The idea here is for some searches it is better to match just certain sections of the syllabus rather than the whole syllabus. This is particularly true when the keyword matches common author names etc.
V2.5 updates - OER metrics
One totally new feature in Open Syllabus is a section on OER
As already mentioned , some of the sources they use to identify works includes Open Textbook Library and the Directory of Open Access Books, this allows them to specially segment out the results to the universe of only OER works and provide seperate metrics for that.

Besides the obvious use of looking for particular OER sources that are commonly used by field, country or even particular school, you can also click on Top schools, to see which schools have syllabus that assign the most OER.
Below for example shows when filtered to US - R1/R2 institutions, the top school is New York University with 218 citations to OER works.

OER metrics - top schools - filtered to US R1 and R2 Only
You also get nice maps and time series visualizations for some OER metrics.

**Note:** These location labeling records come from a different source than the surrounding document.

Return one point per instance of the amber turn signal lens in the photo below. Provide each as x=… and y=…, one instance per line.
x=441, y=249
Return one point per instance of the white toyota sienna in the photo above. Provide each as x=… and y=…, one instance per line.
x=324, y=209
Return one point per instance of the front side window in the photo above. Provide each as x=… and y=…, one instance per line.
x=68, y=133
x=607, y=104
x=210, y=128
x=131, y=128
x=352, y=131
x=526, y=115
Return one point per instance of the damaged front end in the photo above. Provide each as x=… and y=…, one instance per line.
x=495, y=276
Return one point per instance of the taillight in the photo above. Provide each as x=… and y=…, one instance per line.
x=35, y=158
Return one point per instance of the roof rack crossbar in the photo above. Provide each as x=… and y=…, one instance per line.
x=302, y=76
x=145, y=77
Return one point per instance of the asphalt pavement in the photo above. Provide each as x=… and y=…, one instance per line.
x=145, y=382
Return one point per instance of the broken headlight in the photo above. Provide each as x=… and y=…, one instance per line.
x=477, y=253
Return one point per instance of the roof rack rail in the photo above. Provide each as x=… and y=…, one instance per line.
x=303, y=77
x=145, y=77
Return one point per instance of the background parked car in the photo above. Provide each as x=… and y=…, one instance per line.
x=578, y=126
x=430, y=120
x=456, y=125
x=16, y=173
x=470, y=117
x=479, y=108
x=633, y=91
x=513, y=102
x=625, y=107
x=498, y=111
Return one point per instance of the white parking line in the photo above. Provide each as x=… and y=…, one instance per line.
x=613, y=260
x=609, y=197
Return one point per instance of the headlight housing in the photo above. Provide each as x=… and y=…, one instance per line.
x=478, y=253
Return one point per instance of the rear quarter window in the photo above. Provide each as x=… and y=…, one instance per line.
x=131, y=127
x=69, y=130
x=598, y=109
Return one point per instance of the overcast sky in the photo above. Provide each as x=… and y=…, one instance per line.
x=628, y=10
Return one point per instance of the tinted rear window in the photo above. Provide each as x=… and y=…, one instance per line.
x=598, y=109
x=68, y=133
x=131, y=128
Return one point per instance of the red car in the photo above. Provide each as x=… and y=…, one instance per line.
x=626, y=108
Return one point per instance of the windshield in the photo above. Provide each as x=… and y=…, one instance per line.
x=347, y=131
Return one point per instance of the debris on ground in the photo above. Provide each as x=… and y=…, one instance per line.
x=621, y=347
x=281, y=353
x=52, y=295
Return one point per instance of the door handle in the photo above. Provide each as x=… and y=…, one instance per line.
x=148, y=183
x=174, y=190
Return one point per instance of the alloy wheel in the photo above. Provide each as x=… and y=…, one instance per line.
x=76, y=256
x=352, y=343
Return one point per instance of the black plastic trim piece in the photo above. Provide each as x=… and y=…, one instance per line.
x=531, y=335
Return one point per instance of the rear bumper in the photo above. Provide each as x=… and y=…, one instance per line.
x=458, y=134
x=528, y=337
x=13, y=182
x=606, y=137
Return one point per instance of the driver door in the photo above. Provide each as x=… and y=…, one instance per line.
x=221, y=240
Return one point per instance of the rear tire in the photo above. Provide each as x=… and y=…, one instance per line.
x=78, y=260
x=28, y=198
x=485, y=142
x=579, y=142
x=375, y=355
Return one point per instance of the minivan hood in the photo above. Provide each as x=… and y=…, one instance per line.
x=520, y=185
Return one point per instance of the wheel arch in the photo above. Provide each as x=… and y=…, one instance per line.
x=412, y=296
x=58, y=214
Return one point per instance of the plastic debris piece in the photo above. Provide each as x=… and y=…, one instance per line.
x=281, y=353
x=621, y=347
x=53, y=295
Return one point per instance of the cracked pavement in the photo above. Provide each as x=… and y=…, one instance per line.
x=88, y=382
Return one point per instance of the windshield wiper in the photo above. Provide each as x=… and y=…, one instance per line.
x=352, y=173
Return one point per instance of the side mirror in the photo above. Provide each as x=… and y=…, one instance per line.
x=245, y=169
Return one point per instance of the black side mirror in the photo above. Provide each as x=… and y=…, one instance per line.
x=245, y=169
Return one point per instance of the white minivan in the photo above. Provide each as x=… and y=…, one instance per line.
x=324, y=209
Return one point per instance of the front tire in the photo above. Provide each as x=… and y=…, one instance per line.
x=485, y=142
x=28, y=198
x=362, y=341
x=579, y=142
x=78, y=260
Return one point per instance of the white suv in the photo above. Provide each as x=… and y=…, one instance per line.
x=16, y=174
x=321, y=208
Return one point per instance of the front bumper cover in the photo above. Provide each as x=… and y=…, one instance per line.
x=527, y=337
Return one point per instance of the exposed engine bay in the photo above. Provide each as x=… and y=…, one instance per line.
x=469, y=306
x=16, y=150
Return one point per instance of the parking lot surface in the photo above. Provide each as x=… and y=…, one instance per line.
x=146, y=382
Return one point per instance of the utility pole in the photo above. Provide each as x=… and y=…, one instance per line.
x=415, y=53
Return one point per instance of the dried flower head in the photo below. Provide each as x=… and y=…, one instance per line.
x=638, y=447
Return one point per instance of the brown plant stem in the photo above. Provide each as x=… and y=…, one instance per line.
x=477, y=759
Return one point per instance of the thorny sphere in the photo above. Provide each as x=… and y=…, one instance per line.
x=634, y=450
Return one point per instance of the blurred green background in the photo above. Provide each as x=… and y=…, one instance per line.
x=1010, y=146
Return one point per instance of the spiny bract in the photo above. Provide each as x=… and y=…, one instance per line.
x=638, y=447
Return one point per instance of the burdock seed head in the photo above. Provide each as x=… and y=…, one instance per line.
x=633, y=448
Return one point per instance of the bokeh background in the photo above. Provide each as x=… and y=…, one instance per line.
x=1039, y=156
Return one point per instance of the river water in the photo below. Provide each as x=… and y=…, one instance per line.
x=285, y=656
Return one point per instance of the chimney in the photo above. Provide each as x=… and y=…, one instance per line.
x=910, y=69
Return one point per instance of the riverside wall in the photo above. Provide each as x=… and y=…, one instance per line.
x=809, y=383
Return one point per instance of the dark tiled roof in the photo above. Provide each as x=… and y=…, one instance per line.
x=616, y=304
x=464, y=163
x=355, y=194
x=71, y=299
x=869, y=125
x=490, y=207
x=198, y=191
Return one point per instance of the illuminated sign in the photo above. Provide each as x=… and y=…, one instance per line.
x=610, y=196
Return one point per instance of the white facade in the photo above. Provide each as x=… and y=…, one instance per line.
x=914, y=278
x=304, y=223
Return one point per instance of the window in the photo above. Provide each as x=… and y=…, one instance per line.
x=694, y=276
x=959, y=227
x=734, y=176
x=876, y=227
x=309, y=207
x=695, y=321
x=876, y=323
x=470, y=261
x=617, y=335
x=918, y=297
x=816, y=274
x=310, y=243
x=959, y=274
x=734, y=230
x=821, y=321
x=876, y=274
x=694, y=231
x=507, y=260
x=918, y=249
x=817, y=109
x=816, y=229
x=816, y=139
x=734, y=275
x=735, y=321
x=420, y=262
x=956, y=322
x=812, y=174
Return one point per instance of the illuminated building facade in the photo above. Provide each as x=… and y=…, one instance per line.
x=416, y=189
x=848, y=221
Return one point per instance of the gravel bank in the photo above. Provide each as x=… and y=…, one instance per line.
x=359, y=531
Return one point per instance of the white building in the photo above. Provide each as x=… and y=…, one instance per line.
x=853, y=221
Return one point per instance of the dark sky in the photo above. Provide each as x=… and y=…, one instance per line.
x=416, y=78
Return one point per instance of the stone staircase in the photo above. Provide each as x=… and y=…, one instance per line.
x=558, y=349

There's some particular interesting analysis tweeted out by their twitter account and in this blog post.
V2.5 updates - Linklabs
The last of the three features in V2.5 update is a experimental feature called Linklabs

Linklabs - linking to non book, article sources
The idea here is to try to go beyond just tracking citations to books and articles but also to blog posts, news articles, podcast episodes and videos, particular Youtube videos.
By trying to identify readings to sources beyond books and journal articles, we are of course increasing the difficulty significantly, so for now this remains just a "lab" test.
What can you use Open Syllabus for?
Years ago I remember looking at one of the citations identified by Google Scholar that apparently cited my paper and when I looked at it , it turned out to be some web page that was a syllabus that assigned my article as a reading. I remember showing it to researchers as an example on how Google Scholar can be less than reliable and I got a comment that getting your work assigned as a reading showed impact too.
Open Syllabus is basically a citation index that tracks citations from syllabus instead of traditional scholarly sources and indeed the first obvious use that most researchers or librarians will try is to look up their own name or works to see how many times they were assigned.
Instructors might use this tool to look for what people are usually assigning in their area for readings.
The new subset on OER opens even more use cases.
Conclusion
Open Syllabus is indeed a interesting dataset with many use cases. With reading list software on the rise , particular with Exlibris's Leganto, where the data is already readily available in machine readable form and consistently used across various institutons, one wonders if a closed commerical dataset would be next on the horizon (if it is not already here).

A sample of Exlibris's Leganto reading list software - existing structured data on syllabus
Both Open Editors & Open Syllabus are datasets obtained via web scraping/crawling. Will this always be the only way to get the data, or will standards start to emerge?